Remote ischaemic conditioning and early changes in plasma creatinine as markers of one year kidney graft function-A follow-up of the CONTEXT study

Publikation: Bidrag til tidsskrift/Konferencebidrag i tidsskrift /Bidrag til avisTidsskriftartikelForskningpeer review

  • Marie B Nielsen
  • Nicoline V Krogstrup
  • Mihai Oltean, The Transplant Institute, Sahlgrenska University Hospital, Gothenburg, Sweden.
  • ,
  • Gertrude J Nieuwenhuijs-Moeke, Department of Anaesthesiology, University Medical Center Groningen, Groningen, the Netherlands.
  • ,
  • Frank J M F Dor, Imperial College Renal and Transplant Centre, Hammersmith Hospital, Imperial College, London, United Kingdom.
  • ,
  • Henrik Birn
  • Bente Jespersen

BACKGROUND: Ischaemia-reperfusion injury in kidney transplantation leads to delayed graft function (DGF), which is associated with reduced long term graft function. Remote ischaemic conditioning (RIC) improved early kidney graft function in a porcine model of donation after brain death and was associated with improved long-term cardiac outcome after myocardial ischaemia. This randomised, double-blinded trial evaluated the effect of RIC on kidney graft outcome in the first year, and examined the predictive value of a new measure of initial kidney graft function, i.e. the estimated time to a 50% reduction in plasma creatinine post-transplantation (tCr50).

METHODS: A total of 225 patients undergoing deceased donor kidney transplantation were randomised to RIC or a sham procedure performed prior to kidney reperfusion. Up to four repetitive cycles of five minutes of leg ischaemia and five minutes of reperfusion were given. GFR, plasma creatinine, cystatin C and neutrophil gelatinase associated lipocalin (NGAL) were measured at three and twelve months and estimated GFR was calculated using four different equations. Other secondary outcomes were identified from patient files.
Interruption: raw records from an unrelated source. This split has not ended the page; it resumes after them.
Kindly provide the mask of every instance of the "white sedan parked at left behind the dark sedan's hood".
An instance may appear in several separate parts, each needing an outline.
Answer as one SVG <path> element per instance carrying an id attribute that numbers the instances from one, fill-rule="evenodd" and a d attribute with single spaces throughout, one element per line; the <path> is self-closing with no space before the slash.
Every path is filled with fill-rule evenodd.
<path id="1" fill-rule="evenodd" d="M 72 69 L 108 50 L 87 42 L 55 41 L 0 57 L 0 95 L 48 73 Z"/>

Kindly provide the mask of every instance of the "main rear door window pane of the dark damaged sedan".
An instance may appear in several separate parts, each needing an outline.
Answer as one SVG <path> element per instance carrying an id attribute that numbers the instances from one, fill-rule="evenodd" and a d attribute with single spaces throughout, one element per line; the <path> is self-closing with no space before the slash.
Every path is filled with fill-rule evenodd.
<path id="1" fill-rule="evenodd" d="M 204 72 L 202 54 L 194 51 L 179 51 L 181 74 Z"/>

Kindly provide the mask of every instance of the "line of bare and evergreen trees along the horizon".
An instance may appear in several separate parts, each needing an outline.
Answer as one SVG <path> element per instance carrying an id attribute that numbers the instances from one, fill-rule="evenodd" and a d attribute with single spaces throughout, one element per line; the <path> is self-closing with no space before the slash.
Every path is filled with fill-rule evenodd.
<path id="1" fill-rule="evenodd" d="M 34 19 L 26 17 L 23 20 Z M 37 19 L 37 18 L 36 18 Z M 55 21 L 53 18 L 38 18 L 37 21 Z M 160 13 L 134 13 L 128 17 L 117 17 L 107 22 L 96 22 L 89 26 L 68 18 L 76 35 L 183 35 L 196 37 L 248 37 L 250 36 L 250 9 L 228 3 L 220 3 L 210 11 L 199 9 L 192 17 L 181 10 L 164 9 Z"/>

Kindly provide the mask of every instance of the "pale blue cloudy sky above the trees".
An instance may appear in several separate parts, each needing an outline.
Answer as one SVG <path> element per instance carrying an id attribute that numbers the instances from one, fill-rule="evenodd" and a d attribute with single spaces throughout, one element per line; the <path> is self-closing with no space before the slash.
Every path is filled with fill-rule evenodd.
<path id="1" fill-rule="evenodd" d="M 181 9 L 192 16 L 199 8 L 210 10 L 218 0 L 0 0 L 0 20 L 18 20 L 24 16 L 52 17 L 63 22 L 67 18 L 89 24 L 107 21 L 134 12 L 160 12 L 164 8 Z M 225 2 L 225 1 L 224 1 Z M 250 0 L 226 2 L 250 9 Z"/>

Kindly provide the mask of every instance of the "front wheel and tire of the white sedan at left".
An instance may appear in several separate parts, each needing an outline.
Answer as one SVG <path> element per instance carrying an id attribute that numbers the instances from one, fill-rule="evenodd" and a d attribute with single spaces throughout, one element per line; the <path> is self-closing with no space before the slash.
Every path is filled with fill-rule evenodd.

RESULTS: RIC did not affect GFR or other outcomes when compared to the sham procedure at three or twelve months. tCr50 correlated with one year graft function (p<0.0001 for both mGFR and eGFR estimates). In contrast, DGF i.e. "need of dialysis the first week" did not correlate significantly with one year GFR.

CONCLUSION: RIC during deceased donor kidney transplantation did not improve one year outcome. However, tCr50 may be a relevant marker for studies aiming to improve graft onset.

TRIAL REGISTRATION: Identifier: NCT01395719.